Another Look at Magic-Angle-Detected Fluorescence and Emission Anisotropy Decays in Fluorescence Microscopy

摘要

It is shown that in contrast to a traditional fluorescence spectroscopy with the parallel beams of light, in which the kinetic fluorescence decays are collected at the so-called magic-angle of theta_(mag) = 54.7~(deg), in the fluorescence microscopy, the value of the magic-angle depends on the numerical aperture (NA) of a microscope objective and on the refractive index (n) of an immersion liquid used. Two methods enabling the determination of the magic-angle values corresponding to different values of NA, are discussed.
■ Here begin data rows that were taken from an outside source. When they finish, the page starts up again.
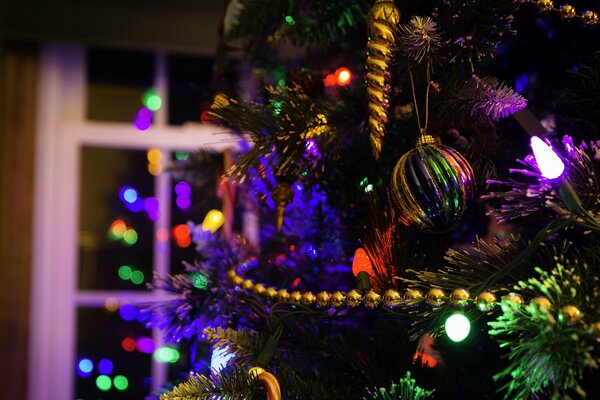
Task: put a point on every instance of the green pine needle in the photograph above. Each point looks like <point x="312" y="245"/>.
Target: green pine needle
<point x="405" y="389"/>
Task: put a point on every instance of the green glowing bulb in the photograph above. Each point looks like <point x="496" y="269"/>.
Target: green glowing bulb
<point x="151" y="100"/>
<point x="199" y="280"/>
<point x="103" y="382"/>
<point x="121" y="382"/>
<point x="457" y="327"/>
<point x="182" y="155"/>
<point x="125" y="272"/>
<point x="137" y="277"/>
<point x="130" y="237"/>
<point x="166" y="355"/>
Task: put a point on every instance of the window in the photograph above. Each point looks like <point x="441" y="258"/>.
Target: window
<point x="105" y="216"/>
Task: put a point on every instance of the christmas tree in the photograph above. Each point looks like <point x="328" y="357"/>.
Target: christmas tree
<point x="422" y="233"/>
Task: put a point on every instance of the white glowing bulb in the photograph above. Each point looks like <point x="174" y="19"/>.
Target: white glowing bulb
<point x="548" y="162"/>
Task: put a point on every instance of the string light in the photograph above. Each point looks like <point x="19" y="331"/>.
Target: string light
<point x="549" y="163"/>
<point x="103" y="383"/>
<point x="457" y="327"/>
<point x="213" y="220"/>
<point x="121" y="382"/>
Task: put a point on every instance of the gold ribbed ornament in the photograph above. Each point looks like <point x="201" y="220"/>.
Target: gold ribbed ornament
<point x="259" y="288"/>
<point x="382" y="22"/>
<point x="431" y="186"/>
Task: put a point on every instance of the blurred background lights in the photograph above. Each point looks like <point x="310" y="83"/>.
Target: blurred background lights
<point x="125" y="272"/>
<point x="182" y="155"/>
<point x="154" y="156"/>
<point x="130" y="237"/>
<point x="181" y="233"/>
<point x="145" y="345"/>
<point x="103" y="383"/>
<point x="166" y="355"/>
<point x="128" y="344"/>
<point x="111" y="304"/>
<point x="151" y="100"/>
<point x="219" y="358"/>
<point x="85" y="366"/>
<point x="117" y="229"/>
<point x="343" y="76"/>
<point x="213" y="220"/>
<point x="137" y="277"/>
<point x="121" y="382"/>
<point x="105" y="366"/>
<point x="457" y="327"/>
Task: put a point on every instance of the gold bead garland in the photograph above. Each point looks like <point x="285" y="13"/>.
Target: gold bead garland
<point x="567" y="11"/>
<point x="540" y="307"/>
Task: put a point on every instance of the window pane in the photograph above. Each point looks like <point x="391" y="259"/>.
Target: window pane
<point x="190" y="91"/>
<point x="116" y="213"/>
<point x="117" y="81"/>
<point x="114" y="356"/>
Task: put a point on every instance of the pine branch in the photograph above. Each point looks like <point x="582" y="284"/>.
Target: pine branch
<point x="406" y="389"/>
<point x="229" y="384"/>
<point x="420" y="38"/>
<point x="243" y="344"/>
<point x="549" y="351"/>
<point x="482" y="97"/>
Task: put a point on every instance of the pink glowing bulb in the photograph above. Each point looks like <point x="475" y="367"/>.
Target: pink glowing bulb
<point x="548" y="162"/>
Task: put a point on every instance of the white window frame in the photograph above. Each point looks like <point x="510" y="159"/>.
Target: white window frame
<point x="61" y="132"/>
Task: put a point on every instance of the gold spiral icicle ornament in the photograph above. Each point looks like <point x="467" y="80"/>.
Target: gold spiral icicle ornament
<point x="383" y="22"/>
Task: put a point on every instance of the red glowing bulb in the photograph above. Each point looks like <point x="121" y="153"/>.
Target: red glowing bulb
<point x="343" y="76"/>
<point x="361" y="262"/>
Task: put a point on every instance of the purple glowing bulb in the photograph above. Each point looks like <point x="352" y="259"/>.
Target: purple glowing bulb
<point x="548" y="162"/>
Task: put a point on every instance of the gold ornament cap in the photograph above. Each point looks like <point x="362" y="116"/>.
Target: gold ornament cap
<point x="486" y="301"/>
<point x="372" y="299"/>
<point x="459" y="297"/>
<point x="353" y="298"/>
<point x="283" y="295"/>
<point x="323" y="299"/>
<point x="436" y="297"/>
<point x="392" y="298"/>
<point x="308" y="299"/>
<point x="296" y="297"/>
<point x="570" y="314"/>
<point x="338" y="299"/>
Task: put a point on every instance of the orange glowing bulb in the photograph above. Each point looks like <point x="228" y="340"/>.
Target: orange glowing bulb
<point x="343" y="76"/>
<point x="361" y="262"/>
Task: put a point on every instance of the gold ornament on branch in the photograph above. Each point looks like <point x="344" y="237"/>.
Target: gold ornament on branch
<point x="383" y="22"/>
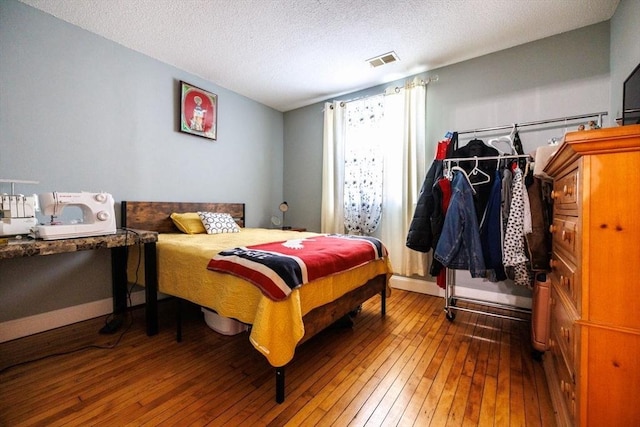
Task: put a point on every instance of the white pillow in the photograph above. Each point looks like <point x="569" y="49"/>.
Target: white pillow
<point x="216" y="223"/>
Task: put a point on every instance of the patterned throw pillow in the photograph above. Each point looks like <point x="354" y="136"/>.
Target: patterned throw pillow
<point x="188" y="222"/>
<point x="216" y="223"/>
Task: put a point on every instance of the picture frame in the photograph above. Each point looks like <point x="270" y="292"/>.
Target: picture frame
<point x="198" y="111"/>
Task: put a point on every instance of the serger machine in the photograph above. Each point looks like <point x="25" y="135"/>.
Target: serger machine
<point x="98" y="215"/>
<point x="17" y="211"/>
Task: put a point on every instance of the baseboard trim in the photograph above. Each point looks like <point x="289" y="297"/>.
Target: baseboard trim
<point x="431" y="288"/>
<point x="18" y="328"/>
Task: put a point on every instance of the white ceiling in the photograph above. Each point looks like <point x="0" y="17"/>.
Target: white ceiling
<point x="292" y="53"/>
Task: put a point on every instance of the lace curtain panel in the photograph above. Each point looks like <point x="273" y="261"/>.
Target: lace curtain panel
<point x="364" y="166"/>
<point x="373" y="166"/>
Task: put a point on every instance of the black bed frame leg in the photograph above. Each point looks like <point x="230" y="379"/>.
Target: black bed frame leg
<point x="280" y="384"/>
<point x="179" y="321"/>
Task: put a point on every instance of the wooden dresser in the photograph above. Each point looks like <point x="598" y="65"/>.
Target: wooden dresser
<point x="593" y="366"/>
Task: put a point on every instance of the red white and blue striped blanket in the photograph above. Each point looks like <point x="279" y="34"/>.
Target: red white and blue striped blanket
<point x="278" y="268"/>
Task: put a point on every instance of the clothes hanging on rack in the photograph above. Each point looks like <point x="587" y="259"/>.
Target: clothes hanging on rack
<point x="514" y="241"/>
<point x="426" y="219"/>
<point x="478" y="170"/>
<point x="459" y="244"/>
<point x="491" y="232"/>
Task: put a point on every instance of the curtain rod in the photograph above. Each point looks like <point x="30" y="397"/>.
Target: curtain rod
<point x="539" y="122"/>
<point x="396" y="89"/>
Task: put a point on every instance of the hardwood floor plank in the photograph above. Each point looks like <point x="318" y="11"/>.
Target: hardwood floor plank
<point x="413" y="367"/>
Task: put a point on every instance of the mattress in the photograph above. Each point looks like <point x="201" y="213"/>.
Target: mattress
<point x="277" y="327"/>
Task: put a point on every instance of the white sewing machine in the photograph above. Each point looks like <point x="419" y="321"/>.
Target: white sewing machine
<point x="97" y="211"/>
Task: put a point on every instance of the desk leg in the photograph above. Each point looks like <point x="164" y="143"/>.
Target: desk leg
<point x="119" y="279"/>
<point x="118" y="288"/>
<point x="151" y="288"/>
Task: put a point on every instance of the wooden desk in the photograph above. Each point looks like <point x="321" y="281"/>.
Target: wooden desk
<point x="117" y="243"/>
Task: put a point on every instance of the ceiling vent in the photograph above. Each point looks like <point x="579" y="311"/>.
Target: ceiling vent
<point x="383" y="59"/>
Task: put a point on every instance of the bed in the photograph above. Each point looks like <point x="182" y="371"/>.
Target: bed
<point x="278" y="327"/>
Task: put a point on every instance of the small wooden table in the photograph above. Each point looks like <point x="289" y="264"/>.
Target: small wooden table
<point x="118" y="244"/>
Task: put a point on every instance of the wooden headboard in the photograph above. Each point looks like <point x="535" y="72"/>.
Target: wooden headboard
<point x="155" y="216"/>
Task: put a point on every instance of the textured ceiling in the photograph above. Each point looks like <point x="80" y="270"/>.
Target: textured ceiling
<point x="292" y="53"/>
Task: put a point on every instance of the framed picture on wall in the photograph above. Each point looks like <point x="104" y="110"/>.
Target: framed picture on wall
<point x="198" y="111"/>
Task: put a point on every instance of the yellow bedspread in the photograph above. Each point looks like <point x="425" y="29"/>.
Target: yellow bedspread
<point x="277" y="325"/>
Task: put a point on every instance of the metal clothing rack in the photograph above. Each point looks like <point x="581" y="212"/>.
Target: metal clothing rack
<point x="539" y="122"/>
<point x="451" y="299"/>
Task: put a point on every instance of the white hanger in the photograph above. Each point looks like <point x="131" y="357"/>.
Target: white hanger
<point x="506" y="138"/>
<point x="464" y="173"/>
<point x="501" y="139"/>
<point x="476" y="170"/>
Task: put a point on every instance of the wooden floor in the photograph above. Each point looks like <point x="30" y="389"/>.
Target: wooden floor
<point x="412" y="368"/>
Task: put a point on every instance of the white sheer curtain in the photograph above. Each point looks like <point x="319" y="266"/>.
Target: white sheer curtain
<point x="332" y="215"/>
<point x="400" y="134"/>
<point x="405" y="169"/>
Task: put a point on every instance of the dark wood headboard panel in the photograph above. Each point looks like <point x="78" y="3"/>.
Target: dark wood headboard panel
<point x="155" y="216"/>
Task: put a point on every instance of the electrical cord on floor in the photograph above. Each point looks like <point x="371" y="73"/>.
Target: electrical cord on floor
<point x="112" y="323"/>
<point x="86" y="347"/>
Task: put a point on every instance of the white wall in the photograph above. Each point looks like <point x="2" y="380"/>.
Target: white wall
<point x="79" y="112"/>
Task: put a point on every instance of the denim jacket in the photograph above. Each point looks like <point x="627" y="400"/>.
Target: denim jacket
<point x="459" y="245"/>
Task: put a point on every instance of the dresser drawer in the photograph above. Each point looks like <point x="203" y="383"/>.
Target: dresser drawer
<point x="564" y="231"/>
<point x="563" y="328"/>
<point x="565" y="276"/>
<point x="563" y="382"/>
<point x="565" y="192"/>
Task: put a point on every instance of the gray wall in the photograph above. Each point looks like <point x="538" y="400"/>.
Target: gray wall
<point x="79" y="112"/>
<point x="625" y="49"/>
<point x="560" y="76"/>
<point x="555" y="77"/>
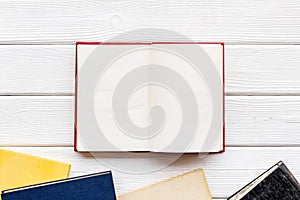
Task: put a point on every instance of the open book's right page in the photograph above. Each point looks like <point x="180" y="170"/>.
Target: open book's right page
<point x="186" y="97"/>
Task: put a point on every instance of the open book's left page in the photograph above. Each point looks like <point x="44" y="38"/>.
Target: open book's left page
<point x="112" y="98"/>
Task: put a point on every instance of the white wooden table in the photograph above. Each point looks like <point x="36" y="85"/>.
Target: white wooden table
<point x="262" y="79"/>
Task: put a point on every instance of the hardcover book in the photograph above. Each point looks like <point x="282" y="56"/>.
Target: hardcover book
<point x="97" y="186"/>
<point x="277" y="183"/>
<point x="158" y="97"/>
<point x="189" y="186"/>
<point x="17" y="169"/>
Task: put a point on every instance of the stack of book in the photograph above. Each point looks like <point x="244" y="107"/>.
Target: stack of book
<point x="26" y="177"/>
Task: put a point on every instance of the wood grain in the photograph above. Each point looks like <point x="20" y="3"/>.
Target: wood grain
<point x="250" y="121"/>
<point x="69" y="21"/>
<point x="226" y="172"/>
<point x="249" y="69"/>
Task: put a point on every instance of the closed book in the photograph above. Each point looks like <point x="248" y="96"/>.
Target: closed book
<point x="97" y="186"/>
<point x="188" y="186"/>
<point x="277" y="183"/>
<point x="17" y="169"/>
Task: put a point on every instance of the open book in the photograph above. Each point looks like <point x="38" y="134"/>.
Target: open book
<point x="160" y="97"/>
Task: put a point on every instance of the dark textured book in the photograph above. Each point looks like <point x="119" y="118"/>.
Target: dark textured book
<point x="277" y="183"/>
<point x="97" y="186"/>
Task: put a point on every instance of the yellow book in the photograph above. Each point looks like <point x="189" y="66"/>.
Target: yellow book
<point x="17" y="170"/>
<point x="188" y="186"/>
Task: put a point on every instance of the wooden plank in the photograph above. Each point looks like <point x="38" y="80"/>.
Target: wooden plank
<point x="69" y="21"/>
<point x="37" y="69"/>
<point x="250" y="121"/>
<point x="249" y="69"/>
<point x="226" y="172"/>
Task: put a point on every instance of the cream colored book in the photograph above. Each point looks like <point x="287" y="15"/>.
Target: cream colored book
<point x="188" y="186"/>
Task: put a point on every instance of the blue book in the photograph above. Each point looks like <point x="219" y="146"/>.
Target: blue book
<point x="97" y="186"/>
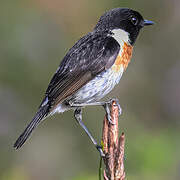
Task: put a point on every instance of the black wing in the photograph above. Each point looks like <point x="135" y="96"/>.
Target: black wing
<point x="91" y="55"/>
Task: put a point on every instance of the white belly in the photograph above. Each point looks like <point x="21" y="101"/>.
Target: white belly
<point x="98" y="87"/>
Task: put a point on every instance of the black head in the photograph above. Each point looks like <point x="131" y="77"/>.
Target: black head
<point x="123" y="18"/>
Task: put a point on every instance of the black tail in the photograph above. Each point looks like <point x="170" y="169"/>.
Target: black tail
<point x="40" y="115"/>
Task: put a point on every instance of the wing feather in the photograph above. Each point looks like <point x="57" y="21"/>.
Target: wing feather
<point x="91" y="55"/>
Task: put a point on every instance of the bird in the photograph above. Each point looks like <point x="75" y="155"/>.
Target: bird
<point x="90" y="69"/>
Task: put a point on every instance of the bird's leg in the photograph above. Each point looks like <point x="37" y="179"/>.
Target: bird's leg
<point x="78" y="117"/>
<point x="105" y="104"/>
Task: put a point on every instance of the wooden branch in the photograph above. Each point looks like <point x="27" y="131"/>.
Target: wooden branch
<point x="113" y="147"/>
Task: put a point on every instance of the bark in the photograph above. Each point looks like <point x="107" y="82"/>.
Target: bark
<point x="113" y="147"/>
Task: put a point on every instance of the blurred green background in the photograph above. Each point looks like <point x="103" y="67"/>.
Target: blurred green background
<point x="34" y="37"/>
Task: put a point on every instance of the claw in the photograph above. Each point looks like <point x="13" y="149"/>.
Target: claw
<point x="117" y="104"/>
<point x="99" y="148"/>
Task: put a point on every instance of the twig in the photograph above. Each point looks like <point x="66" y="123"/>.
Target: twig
<point x="113" y="147"/>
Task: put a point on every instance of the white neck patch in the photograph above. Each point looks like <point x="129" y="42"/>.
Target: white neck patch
<point x="120" y="36"/>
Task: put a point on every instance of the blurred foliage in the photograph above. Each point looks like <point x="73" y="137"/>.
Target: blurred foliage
<point x="35" y="35"/>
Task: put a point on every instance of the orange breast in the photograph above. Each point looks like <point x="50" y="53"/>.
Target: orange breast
<point x="124" y="58"/>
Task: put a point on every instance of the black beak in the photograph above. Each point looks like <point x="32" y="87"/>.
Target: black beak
<point x="147" y="22"/>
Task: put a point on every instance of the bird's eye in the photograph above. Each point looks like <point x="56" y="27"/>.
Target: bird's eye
<point x="134" y="20"/>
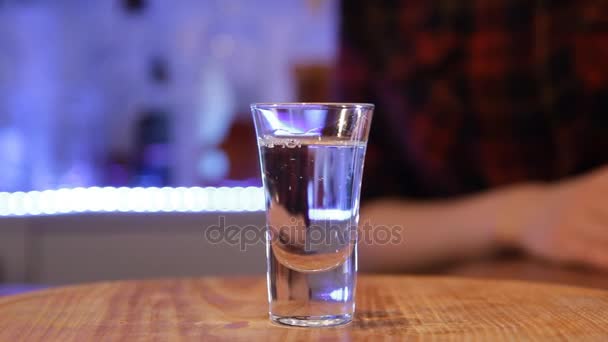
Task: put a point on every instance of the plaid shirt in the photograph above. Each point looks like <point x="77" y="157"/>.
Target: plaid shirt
<point x="478" y="93"/>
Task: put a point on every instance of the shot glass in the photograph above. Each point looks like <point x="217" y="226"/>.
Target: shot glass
<point x="311" y="157"/>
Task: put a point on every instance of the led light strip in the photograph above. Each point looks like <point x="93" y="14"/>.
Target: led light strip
<point x="136" y="200"/>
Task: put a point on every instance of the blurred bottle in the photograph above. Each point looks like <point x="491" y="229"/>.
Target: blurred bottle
<point x="152" y="137"/>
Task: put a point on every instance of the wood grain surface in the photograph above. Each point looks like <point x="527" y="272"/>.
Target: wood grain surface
<point x="388" y="307"/>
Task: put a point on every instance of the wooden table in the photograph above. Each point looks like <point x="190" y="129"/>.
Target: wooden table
<point x="530" y="269"/>
<point x="235" y="309"/>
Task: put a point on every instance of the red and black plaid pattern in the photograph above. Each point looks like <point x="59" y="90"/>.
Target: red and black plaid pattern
<point x="479" y="93"/>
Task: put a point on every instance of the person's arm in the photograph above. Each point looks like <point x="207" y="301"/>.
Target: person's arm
<point x="564" y="222"/>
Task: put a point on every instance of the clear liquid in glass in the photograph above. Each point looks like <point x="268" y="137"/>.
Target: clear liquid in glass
<point x="312" y="195"/>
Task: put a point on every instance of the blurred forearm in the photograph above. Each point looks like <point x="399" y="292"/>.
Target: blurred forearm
<point x="440" y="231"/>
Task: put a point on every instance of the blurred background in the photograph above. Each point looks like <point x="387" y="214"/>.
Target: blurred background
<point x="150" y="92"/>
<point x="113" y="107"/>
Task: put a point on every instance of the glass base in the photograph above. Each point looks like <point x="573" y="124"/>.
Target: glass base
<point x="312" y="321"/>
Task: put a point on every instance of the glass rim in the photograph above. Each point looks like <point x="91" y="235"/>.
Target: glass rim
<point x="312" y="105"/>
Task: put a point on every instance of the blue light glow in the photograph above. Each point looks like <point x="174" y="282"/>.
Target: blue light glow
<point x="136" y="200"/>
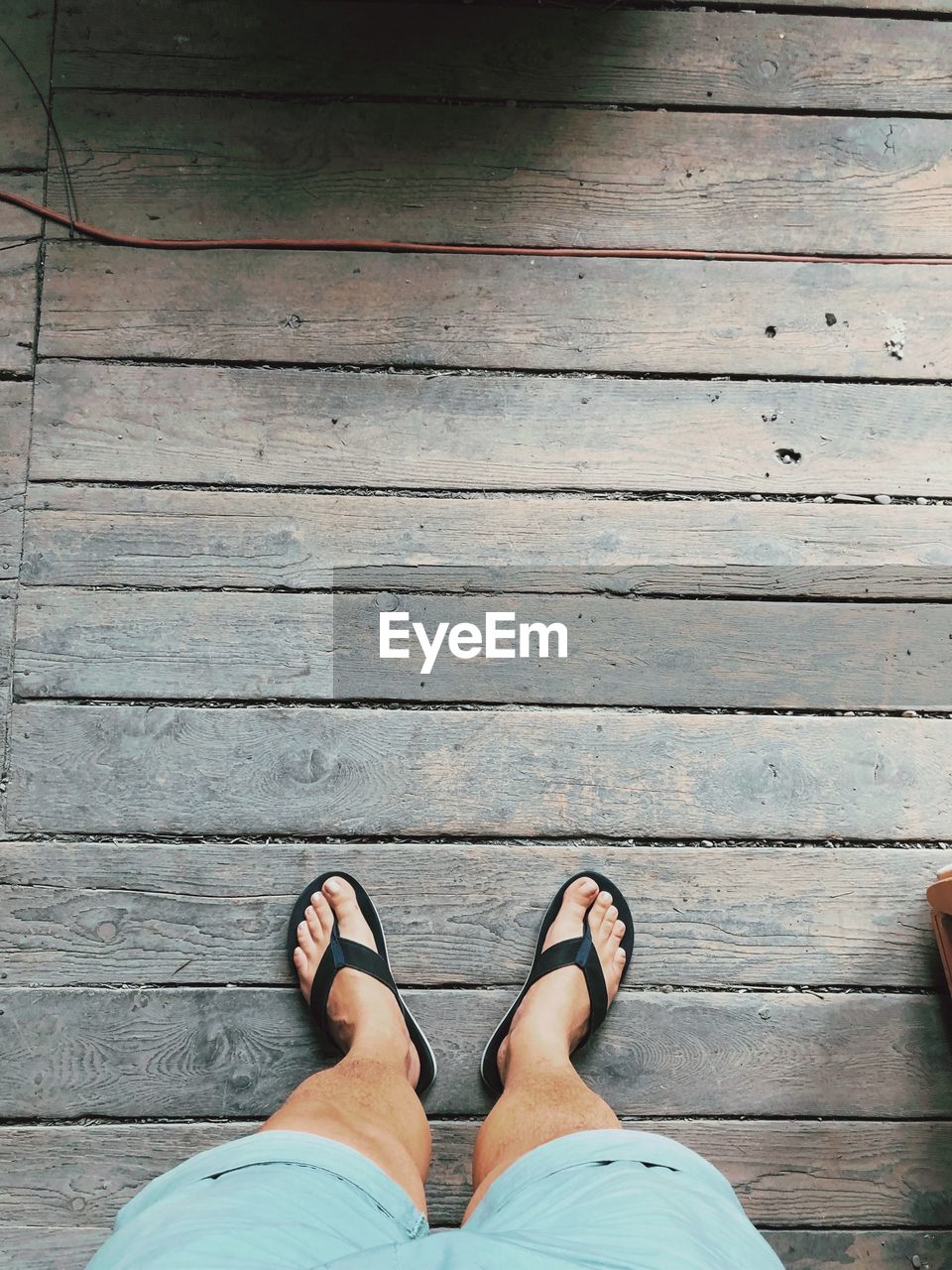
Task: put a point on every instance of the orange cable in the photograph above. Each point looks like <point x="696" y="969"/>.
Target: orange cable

It is shown that theta_(mag) changes from a value of 54.7~(deg) at the NA ->0, to a value of 45~(deg) with NA -> 1. Also in contrast to a traditional fluorescence spectroscopy, in the fluorescence microscopy the term I_(||)(t) + 2I_(perpendicular) (t) does not represent the total fluorescence intensity I_(tot)(t), because the resulting fluorescence decay I_(||)(t) + 2I_(perpendicular)(t) is contributed by the dynamic evolution of excited fluorophores. A correctly defined total fluorescence intensity solely represents the kinetic evolution of excited fluorophores, and in the fluorescence microscopy it equals I_(tot)(t) = 3I_(mag)(t), where I_(mag)(t) represents the fluorescence intensity detected at theta_(mag) corresponding to a particular NA value. If the correct (true) decay of I_(tot)(t) is substituted into the denominator in the expression for the emission anisotropy r(t), r(t) is a (multi)exponential function of time and it accounts for the high-aperture excitation-detection conditions.